House prices are falling at their fastest pace since the attacks on 11 September 2001, and the rate of decline looks set to accelerate, according to two surveys out today.

House prices are falling at their fastest pace since the attacks on 11 September 2001, and the rate of decline looks set to accelerate, according to two surveys out today.

Hometrack, the property consultancy, reported a 0.6 per cent fall in the average house price to £165,800 this month - the fourth monthly decline in a row. The rate matched the largest fall that Hometrack has reported - the level for October 2001 when global terrorism fears knocked confidence.

More worryingly, the excess supply of properties on the market increased again this month. The number of buyers registered with estate agents fell by 3.8 per cent while the number of properties listed increased by 5.6 per cent.

John Wriglesworth, an economist at Hometrack, said: "House prices are likely to drop further over the next few months due to the current excess supply and the expected seasonal fall-off in the number of prospective buyers. Prices should begin rising again in the spring when, barring further interest rate rises, buyers should return to support demand."

Separately, a poll of 2,200 users of Money Saving Expert, a consumer finance help website, found that half the country believed house prices would fall over the next year. Only 29 per cent expected prices to rise.

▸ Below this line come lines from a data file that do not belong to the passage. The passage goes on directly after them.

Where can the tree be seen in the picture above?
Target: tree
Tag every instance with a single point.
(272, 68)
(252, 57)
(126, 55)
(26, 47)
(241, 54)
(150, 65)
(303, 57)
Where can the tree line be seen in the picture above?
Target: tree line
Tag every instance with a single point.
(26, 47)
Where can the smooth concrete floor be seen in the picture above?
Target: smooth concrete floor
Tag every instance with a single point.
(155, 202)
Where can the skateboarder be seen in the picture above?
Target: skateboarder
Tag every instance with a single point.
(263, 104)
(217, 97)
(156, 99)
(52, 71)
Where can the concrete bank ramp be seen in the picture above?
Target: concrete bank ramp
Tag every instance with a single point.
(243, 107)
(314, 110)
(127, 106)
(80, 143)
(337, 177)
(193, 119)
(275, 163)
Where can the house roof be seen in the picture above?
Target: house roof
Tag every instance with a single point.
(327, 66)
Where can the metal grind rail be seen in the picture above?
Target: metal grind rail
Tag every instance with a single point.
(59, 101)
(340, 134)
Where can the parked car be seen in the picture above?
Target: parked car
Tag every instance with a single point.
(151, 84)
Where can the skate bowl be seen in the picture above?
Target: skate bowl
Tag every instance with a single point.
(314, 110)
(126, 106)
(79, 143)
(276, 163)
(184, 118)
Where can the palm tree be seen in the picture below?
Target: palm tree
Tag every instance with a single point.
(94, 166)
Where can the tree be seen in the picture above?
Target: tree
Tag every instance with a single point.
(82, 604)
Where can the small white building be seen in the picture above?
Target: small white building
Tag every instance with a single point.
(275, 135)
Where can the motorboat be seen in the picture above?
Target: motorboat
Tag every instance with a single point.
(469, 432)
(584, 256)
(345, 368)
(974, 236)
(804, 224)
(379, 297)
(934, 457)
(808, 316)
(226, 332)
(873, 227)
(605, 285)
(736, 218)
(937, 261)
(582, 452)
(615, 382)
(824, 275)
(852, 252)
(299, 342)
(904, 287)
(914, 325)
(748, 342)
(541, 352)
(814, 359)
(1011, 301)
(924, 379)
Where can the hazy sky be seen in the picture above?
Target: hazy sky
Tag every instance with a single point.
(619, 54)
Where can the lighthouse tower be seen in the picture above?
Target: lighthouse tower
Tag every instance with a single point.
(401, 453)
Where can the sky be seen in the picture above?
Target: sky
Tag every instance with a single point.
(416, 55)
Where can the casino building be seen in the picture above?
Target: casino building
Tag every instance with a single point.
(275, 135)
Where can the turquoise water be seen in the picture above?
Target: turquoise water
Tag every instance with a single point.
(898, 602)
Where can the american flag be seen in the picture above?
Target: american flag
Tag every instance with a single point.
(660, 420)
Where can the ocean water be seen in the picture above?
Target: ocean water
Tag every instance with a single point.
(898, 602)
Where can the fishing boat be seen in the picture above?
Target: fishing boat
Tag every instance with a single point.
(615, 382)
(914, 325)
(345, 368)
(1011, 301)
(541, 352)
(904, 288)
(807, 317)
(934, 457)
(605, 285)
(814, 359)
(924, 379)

Martyn Lewis, the television and radio presenter, who set up the website, said: "The public's sentiment is very likely to have a material impact on house prices. If they believe house prices will drop, this may well be self-fulfilling."

The average price of a house sale in October fell to 93.7 per cent of the asking price, according to Hometrack. The average time it took to sell rose to six-and-a-half weeks.

For the second month running, house price falls were spread across the country, with no county having rises. While southern England experienced biggest declines, price falls in the North were growing and becoming more widespread.